On tax reform, maybe I can continue, and I'll let Tim provide more color, but we've been strong advocates for comprehensive corporate tax reform in this country. We continue to do that. We think a reform of the tax code would have significant benefits for the entire U.S. economy, and we remain optimistic that we're going to get to a point where we can see that tax reform enacted. At that point in time, of course, we would have much more flexibility around optimizing our capital structure and around providing more return of capital to our investors.

Timothy Donald Cook - Chief Executive Officer & Director

The only thing I would add, Rod, is I think there are a growing number of people in both parties that would like to see comprehensive reform, and so I'm optimistic that it will occur. It's just a matter of when. And that's difficult to say, but I think most people do recognize that it's in the U.S.'s interest to do this.
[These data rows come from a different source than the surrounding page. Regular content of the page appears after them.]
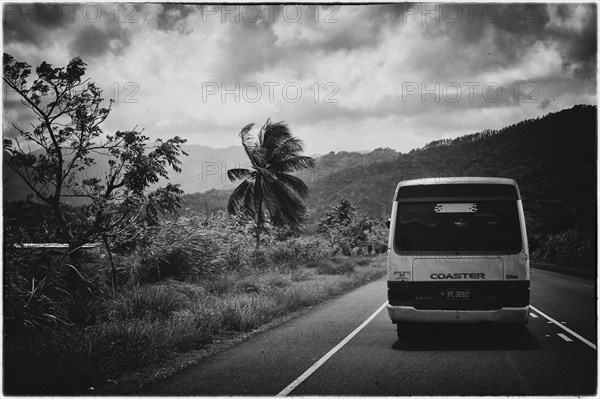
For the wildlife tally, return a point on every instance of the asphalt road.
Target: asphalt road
(442, 360)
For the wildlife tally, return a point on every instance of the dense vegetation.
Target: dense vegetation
(165, 280)
(552, 158)
(197, 278)
(174, 279)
Rod B. Hall - JPMorgan Securities LLC

Great. Thanks, guys.

Nancy Paxton - Senior Director, Investor Relations and Treasury

Thank you, Rod. A replay of today's call will be available for two weeks as a podcast on the iTunes Store and webcast on Apple.com/investor and via telephone. The numbers for the telephone replay are 888-203-1112 or 719-457-0820, and please enter confirmation code 7495552. And these replays will be available by approximately 5:00 PM Pacific time today. Members of the press with additional questions can contact Kristen Huguet at 408-974-2414, and financial analysts can contact Joan Hoover or me with additional questions. Joan is at 408-974-4570, and I'm at 408-974-5420. Thanks again for joining us.

Operator

Ladies and gentlemen, that does conclude today's presentation. We do thank everyone for your participation.